D-Lib Magazine, July/August 1996
1). What is available in the testbeds for experimentation
among the Digital Library Initiative (DLI) members?
The UIUC DLI project will be able to provide to fellow
members of the Digital Library Initiative access to its Testbed,
which currently holds the full text of SGML documents from selected
engineering journals. These journals, which number 20 at the present
time, are being furnished by the American Institute of Physics
(AIP), the American Physical Society (APS), the American Society
of Civil Engineers (ASCE), IEE (Institution of Electrical Engineers),
IEEE (Institute of Electrical and Electronics Engineers), IEEE
Computer Society, and the American Society of Agricultural Engineers
(ASAE). Over the next year, journals from the American Association
for the Advancement of Science (AAAS), the American Institute
of Aeronautics and Astronautics (AIAA) and John Wiley & Sons
will be added to the Testbed.
The UIUC DLI is utilizing
OpenText Corporation's
OpenText Index Search engine. The search engine, which indexes
and accesses DLI project documents, is an extremely robust and
expandable system that allows phrase, Boolean, and proximity searching,
and is tailored to SGML processing and retrieval. One of the cornerstones
of the distributed repository model is the separation of metadata
and index data from the full-text articles themselves, which allows
efficient retrieval from subsets of the full-text repositories.

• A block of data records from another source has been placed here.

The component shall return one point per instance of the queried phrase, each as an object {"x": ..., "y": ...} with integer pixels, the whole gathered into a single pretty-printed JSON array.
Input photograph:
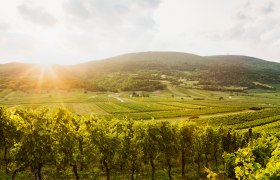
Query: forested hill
[{"x": 127, "y": 72}]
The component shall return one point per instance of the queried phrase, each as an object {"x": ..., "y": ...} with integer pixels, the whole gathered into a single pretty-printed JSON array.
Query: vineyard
[
  {"x": 58, "y": 144},
  {"x": 77, "y": 135}
]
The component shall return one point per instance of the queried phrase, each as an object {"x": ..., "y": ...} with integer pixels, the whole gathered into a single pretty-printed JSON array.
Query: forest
[{"x": 58, "y": 144}]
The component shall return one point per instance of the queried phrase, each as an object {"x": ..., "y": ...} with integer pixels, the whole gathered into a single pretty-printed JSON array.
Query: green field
[{"x": 235, "y": 110}]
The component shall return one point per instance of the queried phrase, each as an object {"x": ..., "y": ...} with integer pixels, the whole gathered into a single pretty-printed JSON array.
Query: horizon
[
  {"x": 88, "y": 61},
  {"x": 69, "y": 32}
]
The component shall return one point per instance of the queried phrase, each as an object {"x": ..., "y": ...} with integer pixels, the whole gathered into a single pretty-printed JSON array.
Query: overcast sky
[{"x": 74, "y": 31}]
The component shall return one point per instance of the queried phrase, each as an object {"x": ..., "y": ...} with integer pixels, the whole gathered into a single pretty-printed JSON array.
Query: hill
[{"x": 146, "y": 70}]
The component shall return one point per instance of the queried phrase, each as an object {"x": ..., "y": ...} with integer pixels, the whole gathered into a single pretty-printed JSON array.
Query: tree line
[{"x": 56, "y": 143}]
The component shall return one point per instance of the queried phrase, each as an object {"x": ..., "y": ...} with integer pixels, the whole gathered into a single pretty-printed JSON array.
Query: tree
[
  {"x": 186, "y": 140},
  {"x": 104, "y": 137}
]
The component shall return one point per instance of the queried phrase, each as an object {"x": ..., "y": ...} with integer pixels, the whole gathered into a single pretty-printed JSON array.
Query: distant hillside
[{"x": 144, "y": 71}]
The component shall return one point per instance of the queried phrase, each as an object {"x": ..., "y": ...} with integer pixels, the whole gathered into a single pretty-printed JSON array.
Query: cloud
[
  {"x": 4, "y": 26},
  {"x": 268, "y": 8},
  {"x": 114, "y": 14},
  {"x": 36, "y": 15}
]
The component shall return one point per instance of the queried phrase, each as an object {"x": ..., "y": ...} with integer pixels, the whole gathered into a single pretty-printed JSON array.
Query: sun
[{"x": 44, "y": 65}]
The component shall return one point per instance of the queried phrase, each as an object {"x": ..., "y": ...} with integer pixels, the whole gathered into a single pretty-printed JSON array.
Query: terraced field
[{"x": 204, "y": 107}]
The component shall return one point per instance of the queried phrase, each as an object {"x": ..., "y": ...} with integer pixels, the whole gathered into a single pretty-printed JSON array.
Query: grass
[{"x": 175, "y": 103}]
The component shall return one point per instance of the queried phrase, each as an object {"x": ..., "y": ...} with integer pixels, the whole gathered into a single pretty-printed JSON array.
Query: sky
[{"x": 75, "y": 31}]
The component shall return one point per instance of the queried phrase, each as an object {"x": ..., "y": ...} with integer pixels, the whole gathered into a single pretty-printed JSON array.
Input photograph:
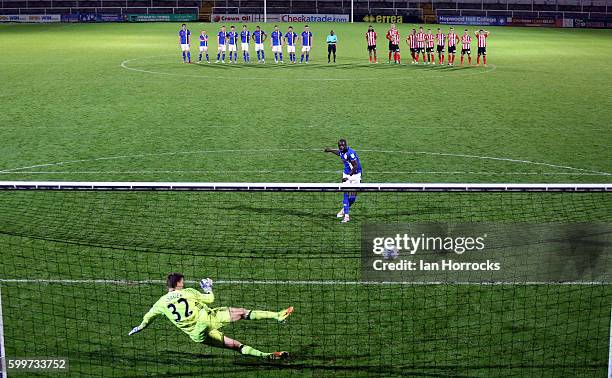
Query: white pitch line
[
  {"x": 268, "y": 150},
  {"x": 510, "y": 160},
  {"x": 295, "y": 282},
  {"x": 309, "y": 172}
]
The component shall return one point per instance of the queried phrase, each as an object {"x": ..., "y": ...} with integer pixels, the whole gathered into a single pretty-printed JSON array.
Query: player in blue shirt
[
  {"x": 350, "y": 175},
  {"x": 245, "y": 37},
  {"x": 184, "y": 41},
  {"x": 259, "y": 36},
  {"x": 277, "y": 44},
  {"x": 203, "y": 45},
  {"x": 306, "y": 43},
  {"x": 222, "y": 44},
  {"x": 232, "y": 43},
  {"x": 290, "y": 39}
]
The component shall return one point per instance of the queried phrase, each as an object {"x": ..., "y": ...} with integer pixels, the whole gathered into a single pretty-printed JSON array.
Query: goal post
[{"x": 82, "y": 262}]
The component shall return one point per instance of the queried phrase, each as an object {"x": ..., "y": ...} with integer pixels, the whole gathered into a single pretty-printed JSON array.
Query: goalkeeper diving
[{"x": 188, "y": 310}]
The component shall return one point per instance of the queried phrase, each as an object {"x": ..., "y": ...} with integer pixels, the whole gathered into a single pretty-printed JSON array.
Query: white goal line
[
  {"x": 275, "y": 186},
  {"x": 293, "y": 282}
]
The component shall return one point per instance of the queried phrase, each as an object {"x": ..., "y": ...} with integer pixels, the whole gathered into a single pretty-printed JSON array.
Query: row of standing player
[
  {"x": 228, "y": 42},
  {"x": 423, "y": 43}
]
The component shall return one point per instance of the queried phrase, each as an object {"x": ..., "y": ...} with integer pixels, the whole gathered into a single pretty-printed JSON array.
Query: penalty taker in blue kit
[
  {"x": 351, "y": 175},
  {"x": 188, "y": 310}
]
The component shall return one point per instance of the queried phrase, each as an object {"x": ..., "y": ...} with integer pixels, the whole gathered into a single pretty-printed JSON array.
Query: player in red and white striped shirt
[
  {"x": 440, "y": 38},
  {"x": 371, "y": 40},
  {"x": 411, "y": 41},
  {"x": 394, "y": 41},
  {"x": 466, "y": 47},
  {"x": 482, "y": 36},
  {"x": 420, "y": 45},
  {"x": 453, "y": 39},
  {"x": 429, "y": 38}
]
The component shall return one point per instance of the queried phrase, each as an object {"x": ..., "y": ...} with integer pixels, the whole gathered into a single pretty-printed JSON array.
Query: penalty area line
[{"x": 294, "y": 282}]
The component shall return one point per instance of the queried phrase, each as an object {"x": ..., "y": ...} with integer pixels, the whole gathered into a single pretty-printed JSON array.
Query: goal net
[{"x": 82, "y": 262}]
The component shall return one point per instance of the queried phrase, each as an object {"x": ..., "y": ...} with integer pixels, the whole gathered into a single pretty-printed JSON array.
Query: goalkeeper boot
[
  {"x": 284, "y": 314},
  {"x": 278, "y": 356}
]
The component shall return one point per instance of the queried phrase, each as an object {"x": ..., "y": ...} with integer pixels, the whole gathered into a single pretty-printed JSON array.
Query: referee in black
[{"x": 331, "y": 46}]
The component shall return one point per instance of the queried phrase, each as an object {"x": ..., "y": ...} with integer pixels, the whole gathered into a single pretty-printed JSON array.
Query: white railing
[{"x": 269, "y": 186}]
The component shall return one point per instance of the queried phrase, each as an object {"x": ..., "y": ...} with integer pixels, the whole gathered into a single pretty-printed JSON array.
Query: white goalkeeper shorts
[{"x": 352, "y": 179}]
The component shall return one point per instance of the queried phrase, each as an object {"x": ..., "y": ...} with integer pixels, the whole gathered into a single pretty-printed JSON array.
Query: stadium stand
[
  {"x": 99, "y": 6},
  {"x": 592, "y": 9}
]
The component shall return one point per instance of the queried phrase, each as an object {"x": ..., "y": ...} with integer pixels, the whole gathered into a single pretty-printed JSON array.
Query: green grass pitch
[{"x": 113, "y": 102}]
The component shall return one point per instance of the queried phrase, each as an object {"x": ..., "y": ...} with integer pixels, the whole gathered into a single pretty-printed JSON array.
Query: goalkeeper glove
[
  {"x": 134, "y": 330},
  {"x": 206, "y": 285}
]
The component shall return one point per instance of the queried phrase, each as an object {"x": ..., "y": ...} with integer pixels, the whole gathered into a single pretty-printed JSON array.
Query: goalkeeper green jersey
[{"x": 187, "y": 309}]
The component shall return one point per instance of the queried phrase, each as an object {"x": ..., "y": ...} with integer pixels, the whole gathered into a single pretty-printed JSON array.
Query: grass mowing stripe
[{"x": 298, "y": 282}]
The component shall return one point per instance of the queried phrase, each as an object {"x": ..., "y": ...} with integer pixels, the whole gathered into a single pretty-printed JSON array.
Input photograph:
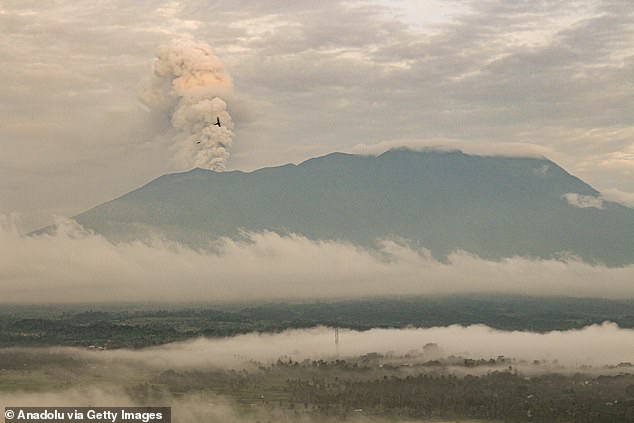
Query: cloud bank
[
  {"x": 596, "y": 345},
  {"x": 74, "y": 265}
]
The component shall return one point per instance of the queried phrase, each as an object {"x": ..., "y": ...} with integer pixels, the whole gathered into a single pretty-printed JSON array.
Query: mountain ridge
[{"x": 491, "y": 206}]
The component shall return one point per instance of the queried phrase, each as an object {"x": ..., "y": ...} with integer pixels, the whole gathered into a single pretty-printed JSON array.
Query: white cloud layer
[
  {"x": 597, "y": 345},
  {"x": 76, "y": 266},
  {"x": 583, "y": 201},
  {"x": 315, "y": 77}
]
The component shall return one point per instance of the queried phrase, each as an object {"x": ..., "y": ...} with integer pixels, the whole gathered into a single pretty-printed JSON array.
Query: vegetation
[
  {"x": 135, "y": 327},
  {"x": 373, "y": 385}
]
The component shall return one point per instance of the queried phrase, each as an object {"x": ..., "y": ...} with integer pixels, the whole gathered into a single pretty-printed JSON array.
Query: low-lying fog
[
  {"x": 77, "y": 266},
  {"x": 106, "y": 376},
  {"x": 596, "y": 345}
]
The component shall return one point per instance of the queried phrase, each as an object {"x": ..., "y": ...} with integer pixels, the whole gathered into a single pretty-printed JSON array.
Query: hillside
[{"x": 494, "y": 207}]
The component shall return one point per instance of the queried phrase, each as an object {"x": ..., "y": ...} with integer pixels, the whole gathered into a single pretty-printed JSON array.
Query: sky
[{"x": 548, "y": 77}]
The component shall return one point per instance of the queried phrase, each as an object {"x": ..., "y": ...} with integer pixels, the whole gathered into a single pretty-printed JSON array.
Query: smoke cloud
[
  {"x": 74, "y": 265},
  {"x": 191, "y": 85}
]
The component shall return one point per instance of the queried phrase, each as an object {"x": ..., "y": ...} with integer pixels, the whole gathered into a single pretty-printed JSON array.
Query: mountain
[{"x": 494, "y": 207}]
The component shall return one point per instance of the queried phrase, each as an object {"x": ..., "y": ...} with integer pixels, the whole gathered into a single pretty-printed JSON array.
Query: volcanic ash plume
[{"x": 189, "y": 83}]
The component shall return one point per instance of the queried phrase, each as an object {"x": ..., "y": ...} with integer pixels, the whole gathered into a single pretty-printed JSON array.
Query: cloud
[
  {"x": 596, "y": 345},
  {"x": 482, "y": 148},
  {"x": 618, "y": 196},
  {"x": 326, "y": 76},
  {"x": 583, "y": 201},
  {"x": 77, "y": 266}
]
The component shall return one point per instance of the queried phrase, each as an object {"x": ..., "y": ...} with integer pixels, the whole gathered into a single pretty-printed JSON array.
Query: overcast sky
[{"x": 309, "y": 78}]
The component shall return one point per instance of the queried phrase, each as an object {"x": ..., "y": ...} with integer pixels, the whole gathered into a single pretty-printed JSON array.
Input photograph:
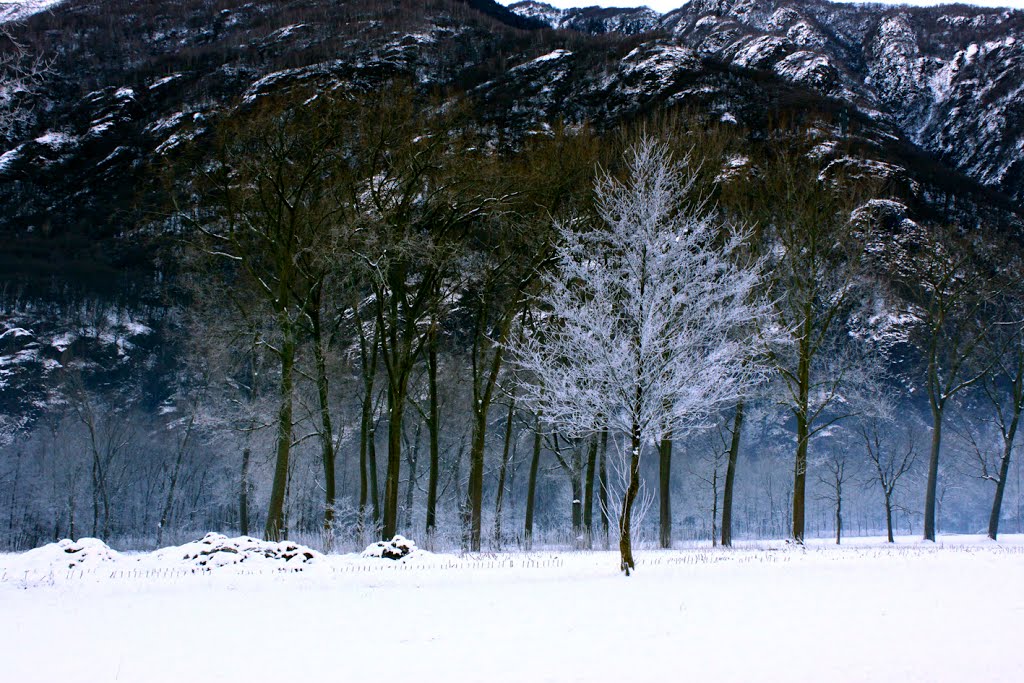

To this end, the UIUC is working towards identifying the optimum
bibliographic metadata to assist in full-text retrieval. The metadata
elements presently being specified include: URL, basic bibliographic
information, author information (including affiliation), abstract,
figure and table information, and bibliography information (including
all citations).
The UIUC DLI is collaborating with the University of Michigan
DLI Interface team to incorporate Search Tree retrieval techniques
first developed by Karen Drabenstott for the ASTUTE Project into
the UIUC Testbed interface design. These techniques serve as search
navigation aids, by suggesting to the user various modifications
that will broaden or narrow search results, addressing the frequent
problems users encounter with too few or too many retrievals.
This collaboration will provide a means for testing the efficacy
of various interface designs across several DLI projects.
Semantic concept space technology, which utilizes
co-ocurrence term matrices, will be transferred to the University
of California at Santa Barbara DLI. The UIUC DLI focuses on methods
that interactively provide the user with conceptual maps that
offer alternative search terms.
(2) What is available in the testbeds for experimentation among other groups?
Due to the nature of the legal agreement between
the UIUC DLI and our partners, the UIUC Testbed will not be available
for experimentation among other groups outside of the DLI until
the 3rd and 4th years of the grant (1997-1998), at which time
access will be provided to the CIC (Committee on Institutional
Cooperation) community, which is comprised of: the University
of Chicago, The University of Illinois, Indiana University, the
University of Iowa, The University of Michigan, Michigan State
University, University of Minnesota, Northwestern University,
Ohio State University, Pennsylvania State University, Purdue University
and the University of Wisconsin at Madison.
DLI research involving concept spaces for scalable semantic retrieval will be shared with semantic researchers, e.g. with the group at Rutgers University. The large collections generated by supercomputers are available as well, e.g. concept spaces across 1,000 areas of engineering.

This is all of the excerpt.